Sunday, April 6, 2008

You probably think this blog is about you

I could see the judgment in her eyes; the sanctimonious smirk that is all too familiar in our west coast bastion of environmental fervour. Do you need a bag for your milk? The diapers? As if carrying 4 litres of milk by a tiny skinny handle is comfortable. And diapers? The package doesn’t even have a handle. Glance around the parking lot at any given midday moment and you’ll see a mom barely holding on to her toddler as a 10-pound rectangular block of plastic-wrapped poop catchers slides out from under her arm, along her leg, and inevitably to the ground. Yes, I do need a bag. Thanks so much.

I want to say: “I have some funky disease that is eroding the bones in my wrist, which, therefore, makes it difficult for me to grasp anything. Really. Especially your attitude.”
Of course that would be uncalled for. Fun, but uncalled for. What does she know…or care? She’s been trained to ask this question. To be environmentally and cost-conscious. I get it.

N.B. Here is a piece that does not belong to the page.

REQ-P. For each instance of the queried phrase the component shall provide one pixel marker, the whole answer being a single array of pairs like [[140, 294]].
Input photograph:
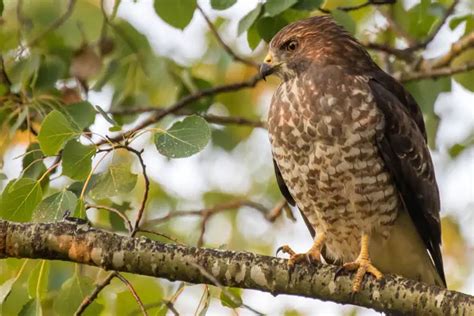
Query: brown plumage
[[349, 148]]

Each time this same dialogue takes place (twice a week, at my local Thrifty’s), I recall a painful and conscience-raising conversation I had two years ago with a wonderful gal pal from my high school days. A girl who could smile anybody’s pants off and whose SUV was run over by a dump truck. While she was driving it.

Two years in, having overcome paraplegia, morphine necessity, and a life that sucks ‘cause you’re raising two small children but you can’t raise your arm, my sweet dear friend finally made it to the grocery store one day (whether or not it was a Thrifty’s is unknown to my ironic self). The point is: she drove herself, she parked her car, she planted the wheat (kidding), she took the deepest of breaths, and then she launched herself, unaided, from the driver’s seat to the pavement, from the parking spot to the crosswalk, across which she carefully and painstakingly guided herself.

Some bastard honked. Actually honked. And ever-so-eloquently suggested she quicken her pace. Well, let’s pretend he was so polite and I’m sure I don’t need to tell you I cried when she told me this story. Her lesson from this experience, after she picked her sobbing self up from the produce floor at which she eventually arrived (and because she really needed another lesson, along with her lettuce) was, from that moment forward, to CARRY A CANE. She told me that she believed people would then recognize her challenges and, therefore, honour and respect them. In other words, not honk when she slowly crossed the street, or perhaps, egads, ask her if she needed help. The possibilities!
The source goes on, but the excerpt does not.